True justice happens when we remember that we once were in the margins and someone saw us and acted on our behalf. In order to advocate, we must believe in the inherent value of every person. We cannot pick and choose when we want to see God’s image in others.
The nearly 800,000 DACA recipients, also known as Dreamers, are young people who were brought to the U.S. as minors, many of them as infants. They have grown up as Americans in every sense of the word, with the exception of having the proper documentation. Under a provisional program called Deferred Action, and having passed a background check, these young people have been given work permits. The contributions they make to the U.S., not only in the economic sense, but in their social service, including in the military, are immeasurable. In 2017 alone, according to the PBS article, What ending DACA could cost the U.S. economy, Dreamers contributed $23 billion into our economy and paid $4 billion in taxes. They are sons and daughters, students, parents, business owners and professionals who live with a constant cloud of uncertainty looming over their heads.

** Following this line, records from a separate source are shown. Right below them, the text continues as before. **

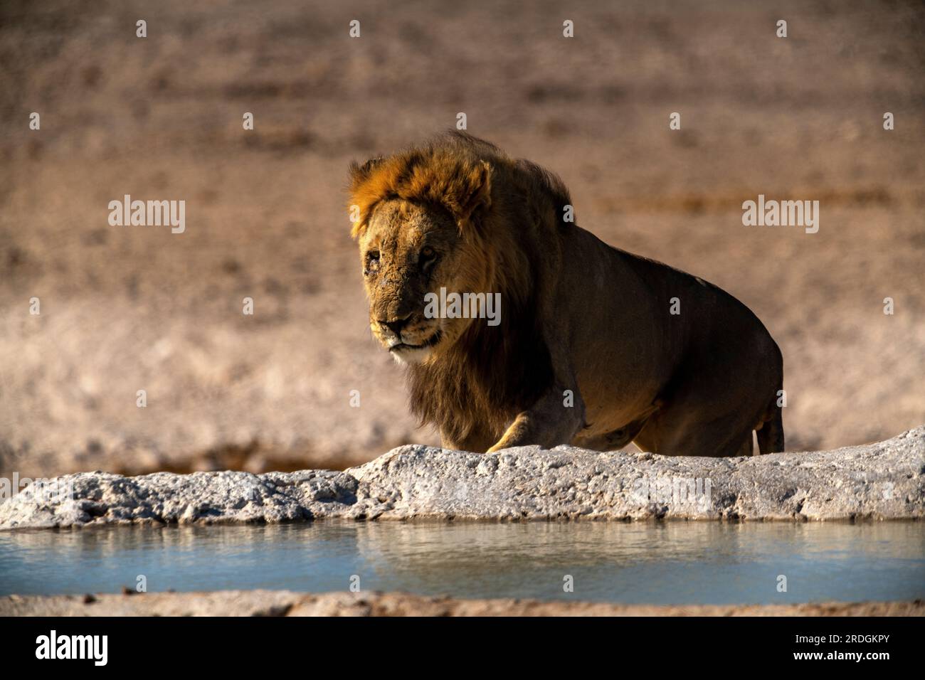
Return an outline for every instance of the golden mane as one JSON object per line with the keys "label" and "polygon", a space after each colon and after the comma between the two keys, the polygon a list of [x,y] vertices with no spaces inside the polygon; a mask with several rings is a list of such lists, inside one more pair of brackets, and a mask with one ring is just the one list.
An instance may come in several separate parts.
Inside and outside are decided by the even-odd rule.
{"label": "golden mane", "polygon": [[[477,427],[500,437],[553,379],[543,338],[543,300],[556,285],[560,229],[571,204],[555,175],[464,132],[450,131],[387,158],[351,166],[358,238],[380,201],[446,210],[475,241],[504,304],[496,328],[473,324],[438,361],[408,370],[412,410],[456,440]],[[490,445],[489,442],[488,445]]]}

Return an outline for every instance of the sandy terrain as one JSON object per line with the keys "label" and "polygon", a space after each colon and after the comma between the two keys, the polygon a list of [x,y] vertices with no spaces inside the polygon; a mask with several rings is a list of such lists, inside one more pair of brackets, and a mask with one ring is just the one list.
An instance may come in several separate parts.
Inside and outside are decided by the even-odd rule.
{"label": "sandy terrain", "polygon": [[406,593],[218,590],[124,595],[11,595],[0,616],[922,616],[925,604],[672,605],[457,600]]}
{"label": "sandy terrain", "polygon": [[[579,225],[758,315],[783,352],[788,450],[920,425],[923,18],[805,0],[5,2],[0,474],[342,468],[437,443],[366,328],[344,185],[351,160],[461,111],[558,172]],[[186,231],[109,226],[127,193],[185,200]],[[759,193],[819,200],[819,232],[744,227]]]}

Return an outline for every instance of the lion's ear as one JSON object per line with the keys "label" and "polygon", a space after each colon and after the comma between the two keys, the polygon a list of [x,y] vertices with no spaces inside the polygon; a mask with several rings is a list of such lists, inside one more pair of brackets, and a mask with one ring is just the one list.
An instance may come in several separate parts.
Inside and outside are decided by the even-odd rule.
{"label": "lion's ear", "polygon": [[375,158],[370,158],[368,161],[364,163],[362,166],[353,161],[350,164],[350,183],[352,188],[358,187],[362,184],[368,177],[373,169],[382,163],[382,156],[378,155]]}
{"label": "lion's ear", "polygon": [[479,161],[461,178],[460,192],[451,206],[456,219],[462,225],[477,211],[491,207],[491,166]]}

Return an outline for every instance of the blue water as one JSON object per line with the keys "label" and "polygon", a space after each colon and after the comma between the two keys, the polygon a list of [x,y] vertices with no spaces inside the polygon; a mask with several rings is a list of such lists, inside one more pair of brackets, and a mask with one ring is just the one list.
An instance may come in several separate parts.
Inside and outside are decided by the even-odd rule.
{"label": "blue water", "polygon": [[[624,603],[925,598],[925,523],[121,526],[0,533],[0,594],[285,588]],[[565,592],[566,575],[574,592]],[[786,592],[779,592],[779,576]]]}

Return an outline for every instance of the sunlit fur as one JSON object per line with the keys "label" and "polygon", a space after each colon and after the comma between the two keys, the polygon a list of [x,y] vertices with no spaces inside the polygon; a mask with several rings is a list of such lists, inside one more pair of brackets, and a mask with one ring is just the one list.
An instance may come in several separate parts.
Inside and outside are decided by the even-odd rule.
{"label": "sunlit fur", "polygon": [[[450,132],[354,164],[350,192],[362,260],[373,249],[389,251],[377,276],[365,278],[374,335],[388,347],[395,338],[377,321],[407,314],[413,344],[442,327],[435,346],[398,357],[410,365],[412,409],[450,440],[466,439],[477,426],[487,448],[552,381],[538,301],[561,259],[556,230],[568,191],[533,163]],[[443,249],[429,276],[417,266],[426,241]],[[500,324],[424,319],[425,293],[441,286],[500,293]]]}

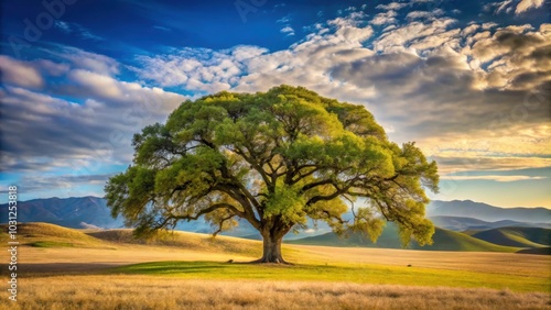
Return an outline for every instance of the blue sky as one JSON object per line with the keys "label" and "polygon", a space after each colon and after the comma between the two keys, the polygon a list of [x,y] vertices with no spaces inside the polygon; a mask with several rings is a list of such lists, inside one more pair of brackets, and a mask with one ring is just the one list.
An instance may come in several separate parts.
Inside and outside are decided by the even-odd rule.
{"label": "blue sky", "polygon": [[1,3],[0,202],[102,196],[180,102],[290,84],[415,141],[434,199],[551,208],[550,1]]}

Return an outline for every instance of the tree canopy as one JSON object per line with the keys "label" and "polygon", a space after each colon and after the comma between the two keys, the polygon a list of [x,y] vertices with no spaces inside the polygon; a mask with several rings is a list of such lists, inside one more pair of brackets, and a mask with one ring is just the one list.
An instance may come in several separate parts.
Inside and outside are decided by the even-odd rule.
{"label": "tree canopy", "polygon": [[285,85],[223,91],[183,102],[132,145],[132,165],[105,190],[114,217],[138,234],[199,217],[217,234],[244,219],[263,237],[259,262],[274,263],[307,218],[372,241],[393,221],[403,244],[432,243],[424,189],[437,191],[436,164],[414,143],[388,141],[363,106]]}

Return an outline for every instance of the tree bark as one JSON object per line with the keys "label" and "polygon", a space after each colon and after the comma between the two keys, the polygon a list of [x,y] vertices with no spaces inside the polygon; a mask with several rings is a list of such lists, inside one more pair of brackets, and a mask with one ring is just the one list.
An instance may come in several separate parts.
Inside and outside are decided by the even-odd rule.
{"label": "tree bark", "polygon": [[276,263],[288,264],[281,256],[281,242],[283,236],[262,235],[263,237],[263,253],[262,258],[253,261],[252,263]]}

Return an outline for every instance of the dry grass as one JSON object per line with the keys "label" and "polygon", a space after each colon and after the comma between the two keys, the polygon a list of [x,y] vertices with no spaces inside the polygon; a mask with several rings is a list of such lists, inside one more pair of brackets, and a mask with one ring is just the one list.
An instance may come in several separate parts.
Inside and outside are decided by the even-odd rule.
{"label": "dry grass", "polygon": [[[20,228],[22,244],[73,246],[20,246],[18,302],[8,300],[4,290],[0,309],[551,309],[551,257],[544,255],[285,245],[283,255],[299,265],[284,273],[270,270],[264,277],[256,277],[247,265],[238,270],[235,264],[184,273],[187,263],[170,276],[121,275],[105,270],[147,262],[247,262],[260,255],[261,243],[233,237],[213,241],[192,233],[138,242],[125,230]],[[0,259],[8,262],[7,251],[0,252]],[[325,274],[328,269],[353,273],[321,283],[324,273],[310,270],[316,266]],[[6,265],[0,268],[7,270]],[[226,275],[228,270],[239,273]],[[353,284],[356,274],[365,279]],[[444,285],[457,287],[437,287]]]}
{"label": "dry grass", "polygon": [[[77,286],[78,284],[78,286]],[[24,279],[1,309],[550,309],[547,294],[508,290],[147,276]]]}

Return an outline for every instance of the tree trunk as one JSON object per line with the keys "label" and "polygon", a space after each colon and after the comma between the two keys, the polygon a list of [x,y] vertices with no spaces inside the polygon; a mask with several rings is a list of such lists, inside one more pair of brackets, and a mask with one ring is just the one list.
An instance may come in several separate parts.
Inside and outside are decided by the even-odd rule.
{"label": "tree trunk", "polygon": [[281,241],[283,236],[262,235],[263,253],[262,258],[252,263],[276,263],[288,264],[281,256]]}

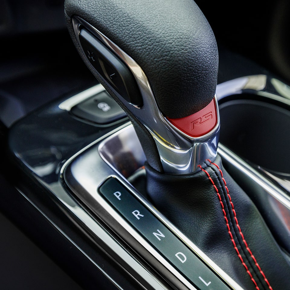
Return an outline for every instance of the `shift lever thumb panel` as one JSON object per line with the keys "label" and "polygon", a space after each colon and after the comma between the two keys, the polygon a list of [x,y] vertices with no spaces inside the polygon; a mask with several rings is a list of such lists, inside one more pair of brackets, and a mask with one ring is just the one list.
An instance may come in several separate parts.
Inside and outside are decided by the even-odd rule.
{"label": "shift lever thumb panel", "polygon": [[132,121],[148,162],[188,174],[214,159],[218,51],[195,3],[95,2],[67,1],[68,27],[85,62]]}

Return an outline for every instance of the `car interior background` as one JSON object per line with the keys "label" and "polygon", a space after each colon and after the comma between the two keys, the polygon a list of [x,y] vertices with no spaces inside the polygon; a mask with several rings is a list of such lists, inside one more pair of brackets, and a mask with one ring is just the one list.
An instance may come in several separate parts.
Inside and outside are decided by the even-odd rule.
{"label": "car interior background", "polygon": [[[248,0],[239,3],[195,2],[217,40],[218,84],[248,76],[266,76],[274,80],[267,84],[267,89],[278,88],[285,98],[290,98],[288,2],[267,1],[263,4]],[[56,112],[55,124],[46,124],[48,120],[51,121],[50,116],[56,113],[55,104],[98,83],[72,42],[65,19],[64,2],[64,0],[2,1],[0,225],[3,233],[0,235],[0,285],[5,289],[90,289],[98,288],[98,283],[102,288],[117,288],[115,284],[102,278],[101,271],[96,274],[95,265],[88,261],[88,257],[93,257],[92,259],[97,260],[124,288],[139,288],[140,285],[127,273],[126,276],[104,251],[98,249],[94,252],[98,241],[91,240],[88,234],[88,237],[84,236],[57,199],[48,197],[51,193],[44,188],[44,183],[35,176],[29,175],[29,164],[14,160],[19,149],[25,148],[36,166],[40,168],[47,160],[52,160],[54,170],[57,168],[59,175],[60,168],[71,156],[101,135],[108,134],[121,123],[128,121],[122,115],[123,123],[100,127],[80,120],[79,117],[68,114],[64,117]],[[276,176],[275,179],[272,176],[275,185],[285,189],[285,184],[281,185],[277,179],[289,182],[289,105],[283,105],[282,112],[267,115],[262,120],[262,127],[243,131],[245,126],[251,127],[252,121],[246,120],[248,116],[237,109],[233,111],[222,100],[220,103],[223,110],[221,143],[249,164],[269,169],[267,174]],[[253,104],[250,109],[246,107],[249,115],[256,114],[256,105]],[[265,109],[267,114],[268,111]],[[227,118],[235,114],[240,123],[228,121]],[[277,119],[282,115],[282,119]],[[34,124],[38,117],[39,123]],[[259,115],[258,118],[263,119]],[[72,127],[66,124],[73,119]],[[75,134],[74,126],[78,130]],[[67,127],[69,131],[62,130]],[[55,127],[59,130],[52,129]],[[18,131],[19,128],[22,130]],[[65,144],[62,148],[62,156],[56,161],[53,158],[58,158],[57,148],[51,147],[49,152],[44,148],[40,152],[34,151],[33,146],[30,148],[31,140],[40,135],[49,136],[50,140],[62,140]],[[256,154],[257,147],[260,155]],[[17,157],[21,160],[27,157],[19,154]],[[273,165],[277,163],[278,168]],[[48,174],[43,181],[49,184],[50,176]],[[284,246],[285,241],[281,239]],[[72,240],[79,242],[82,248],[89,253],[84,255],[79,250],[82,247],[72,243]]]}

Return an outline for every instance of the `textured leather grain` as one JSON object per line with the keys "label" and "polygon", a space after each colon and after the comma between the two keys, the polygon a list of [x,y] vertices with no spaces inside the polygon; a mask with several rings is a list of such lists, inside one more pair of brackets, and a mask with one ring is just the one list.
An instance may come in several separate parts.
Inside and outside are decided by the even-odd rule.
{"label": "textured leather grain", "polygon": [[289,264],[219,156],[190,175],[146,169],[153,204],[245,289],[289,288]]}
{"label": "textured leather grain", "polygon": [[139,64],[165,116],[185,117],[212,99],[217,47],[193,1],[66,0],[65,8],[71,34],[71,18],[79,16]]}

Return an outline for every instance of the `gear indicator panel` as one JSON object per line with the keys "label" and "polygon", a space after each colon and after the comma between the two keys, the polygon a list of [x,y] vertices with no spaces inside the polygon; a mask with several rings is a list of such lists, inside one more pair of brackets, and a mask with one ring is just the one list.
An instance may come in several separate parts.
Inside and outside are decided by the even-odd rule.
{"label": "gear indicator panel", "polygon": [[110,177],[99,193],[149,243],[199,290],[231,288],[116,178]]}

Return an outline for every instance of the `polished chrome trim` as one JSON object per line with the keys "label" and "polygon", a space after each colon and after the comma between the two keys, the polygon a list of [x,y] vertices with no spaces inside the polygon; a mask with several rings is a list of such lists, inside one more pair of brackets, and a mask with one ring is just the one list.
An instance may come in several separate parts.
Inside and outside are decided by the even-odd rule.
{"label": "polished chrome trim", "polygon": [[59,105],[58,107],[62,110],[70,111],[74,106],[105,90],[104,87],[100,84],[98,84],[64,101]]}
{"label": "polished chrome trim", "polygon": [[[116,140],[114,138],[116,137],[118,138],[118,142],[115,142]],[[109,142],[110,141],[112,142],[110,144],[111,146],[107,146],[107,143]],[[112,145],[113,145],[113,148],[114,148],[114,152],[108,152],[108,150],[109,150],[108,148],[111,148],[111,149]],[[121,147],[118,148],[118,146]],[[98,152],[100,153],[100,155],[98,154]],[[149,253],[151,253],[153,256],[157,258],[157,259],[162,262],[167,269],[185,285],[189,287],[189,289],[195,289],[189,283],[188,280],[176,271],[146,240],[137,233],[136,230],[98,193],[96,188],[106,179],[108,176],[113,176],[116,177],[117,175],[117,178],[124,186],[132,192],[135,196],[145,206],[153,212],[163,223],[171,229],[181,240],[183,240],[214,272],[225,281],[225,283],[229,285],[229,287],[235,290],[242,290],[242,288],[238,285],[230,277],[182,234],[166,218],[158,211],[140,193],[136,191],[132,185],[120,173],[119,169],[116,168],[114,166],[115,165],[112,163],[115,157],[114,155],[114,154],[116,154],[116,156],[117,156],[119,152],[123,153],[127,152],[130,153],[128,155],[133,156],[134,158],[134,160],[131,160],[131,161],[136,162],[140,165],[144,164],[145,161],[145,155],[132,124],[121,129],[118,131],[112,134],[109,137],[105,138],[98,143],[94,142],[91,146],[87,147],[87,150],[85,151],[82,150],[81,153],[76,154],[74,156],[68,161],[66,164],[63,167],[62,172],[64,172],[65,176],[67,175],[66,172],[64,172],[64,170],[69,164],[70,174],[67,175],[67,176],[69,176],[69,178],[71,179],[67,179],[66,180],[67,184],[71,188],[71,190],[79,198],[82,198],[82,197],[83,197],[83,201],[84,199],[87,201],[91,200],[92,201],[90,202],[89,202],[89,203],[86,203],[87,205],[96,215],[98,215],[98,213],[94,207],[89,204],[90,203],[93,204],[95,202],[95,201],[97,201],[114,218],[116,222],[126,229],[129,234],[145,247]],[[123,154],[123,156],[125,156],[126,154]],[[106,161],[106,164],[102,159],[101,159],[101,160],[99,160],[99,158],[100,159],[101,157]],[[122,161],[126,163],[128,161],[124,160],[122,160]],[[103,164],[102,164],[102,162]],[[113,172],[111,175],[108,175],[105,177],[104,177],[104,174],[102,174],[104,170],[105,174],[107,172],[108,169],[105,171],[104,169],[105,168],[104,167],[105,164],[106,164],[107,166],[109,165],[110,167],[108,166],[108,167],[110,168],[112,172]],[[70,184],[75,184],[76,182],[82,188],[81,193],[78,192],[75,189],[72,188],[73,186],[72,187],[70,185]],[[85,198],[84,198],[83,197],[85,196]]]}
{"label": "polished chrome trim", "polygon": [[[290,109],[290,86],[265,75],[248,76],[219,84],[216,93],[219,102],[229,96],[232,99],[234,95],[238,98],[242,98],[241,94],[251,94],[253,99],[262,97],[266,102],[274,100]],[[250,189],[248,195],[265,215],[270,230],[289,251],[290,175],[270,172],[258,165],[250,165],[220,143],[218,152],[236,182]]]}
{"label": "polished chrome trim", "polygon": [[73,245],[81,253],[84,255],[89,261],[96,267],[107,278],[108,278],[115,286],[120,289],[124,290],[115,280],[106,272],[105,272],[82,249],[80,248],[63,231],[54,223],[19,188],[16,188],[18,191],[36,209],[48,222],[49,224],[56,230],[60,234],[63,236],[70,243]]}
{"label": "polished chrome trim", "polygon": [[[155,140],[164,172],[172,174],[188,174],[198,169],[198,165],[207,159],[216,156],[220,127],[218,103],[214,96],[218,122],[215,127],[204,136],[193,138],[178,130],[160,111],[149,81],[142,69],[127,54],[101,32],[80,18],[72,18],[73,28],[80,47],[79,27],[83,26],[98,37],[126,63],[137,82],[142,97],[143,105],[138,108],[120,100],[132,114],[144,124]],[[92,67],[91,69],[93,69]]]}
{"label": "polished chrome trim", "polygon": [[265,97],[290,106],[290,87],[266,75],[242,77],[219,84],[217,86],[218,101],[229,95],[245,93]]}
{"label": "polished chrome trim", "polygon": [[290,210],[290,196],[276,186],[265,176],[220,143],[218,146],[218,153],[224,160],[229,163],[239,172],[245,174],[269,194],[283,205],[286,208]]}
{"label": "polished chrome trim", "polygon": [[[232,98],[233,95],[244,93],[252,94],[254,99],[256,95],[264,98],[266,102],[267,99],[274,100],[288,106],[290,110],[290,86],[266,75],[242,77],[219,84],[217,86],[217,97],[219,101],[229,96]],[[259,169],[263,172],[265,176],[277,182],[290,194],[290,175],[270,172],[260,167]]]}

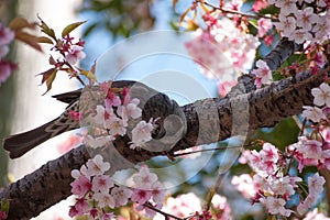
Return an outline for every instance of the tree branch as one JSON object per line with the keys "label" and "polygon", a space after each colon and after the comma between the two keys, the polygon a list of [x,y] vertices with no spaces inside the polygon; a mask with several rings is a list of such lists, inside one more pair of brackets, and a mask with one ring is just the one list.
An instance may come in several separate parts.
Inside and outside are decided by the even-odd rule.
{"label": "tree branch", "polygon": [[[310,91],[323,81],[324,74],[329,76],[329,69],[314,76],[299,74],[296,80],[276,81],[234,98],[205,99],[180,107],[186,117],[186,134],[168,152],[131,150],[128,144],[130,140],[124,136],[114,141],[114,147],[98,153],[110,157],[110,174],[113,174],[154,156],[170,156],[178,150],[215,143],[230,135],[246,135],[258,128],[274,127],[282,119],[299,113],[302,106],[312,105]],[[86,163],[92,156],[89,153],[85,146],[74,148],[3,188],[0,200],[10,200],[9,219],[35,217],[68,197],[69,183],[73,180],[70,170]]]}

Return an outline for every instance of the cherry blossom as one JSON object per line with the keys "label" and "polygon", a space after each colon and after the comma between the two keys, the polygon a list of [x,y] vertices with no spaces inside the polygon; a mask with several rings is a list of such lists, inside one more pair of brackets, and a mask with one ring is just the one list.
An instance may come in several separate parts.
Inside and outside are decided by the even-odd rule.
{"label": "cherry blossom", "polygon": [[101,136],[92,136],[92,135],[85,135],[82,142],[92,148],[102,147],[107,143],[113,141],[114,138],[111,135],[101,135]]}
{"label": "cherry blossom", "polygon": [[242,194],[246,199],[255,197],[257,188],[249,174],[242,174],[240,176],[233,176],[231,184],[235,186],[235,189]]}
{"label": "cherry blossom", "polygon": [[312,211],[309,211],[304,220],[330,220],[330,218],[326,217],[323,213],[318,212],[318,209],[315,208]]}
{"label": "cherry blossom", "polygon": [[0,61],[0,85],[8,79],[14,69],[16,69],[16,65],[7,61]]}
{"label": "cherry blossom", "polygon": [[318,107],[302,107],[305,110],[301,116],[312,122],[320,122],[322,119],[327,119],[322,110]]}
{"label": "cherry blossom", "polygon": [[330,86],[328,84],[322,82],[318,88],[311,89],[311,95],[316,106],[330,107]]}
{"label": "cherry blossom", "polygon": [[95,193],[109,193],[109,188],[112,188],[114,186],[113,180],[106,175],[98,175],[92,178],[91,182],[91,190]]}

Yes, their contributions are great, but our care towards immigrants should not be founded on economic numbers, but on God’s principles of love and compassion. Let’s stop picking sides and start following the Way of the Cross. This isn’t about hand-outs but rather about advocating for an opportunity for the millions of law-abiding immigrant farmworkers and DACA recipients to have the space to continue dreaming and doing in the land of the free and the home of the brave.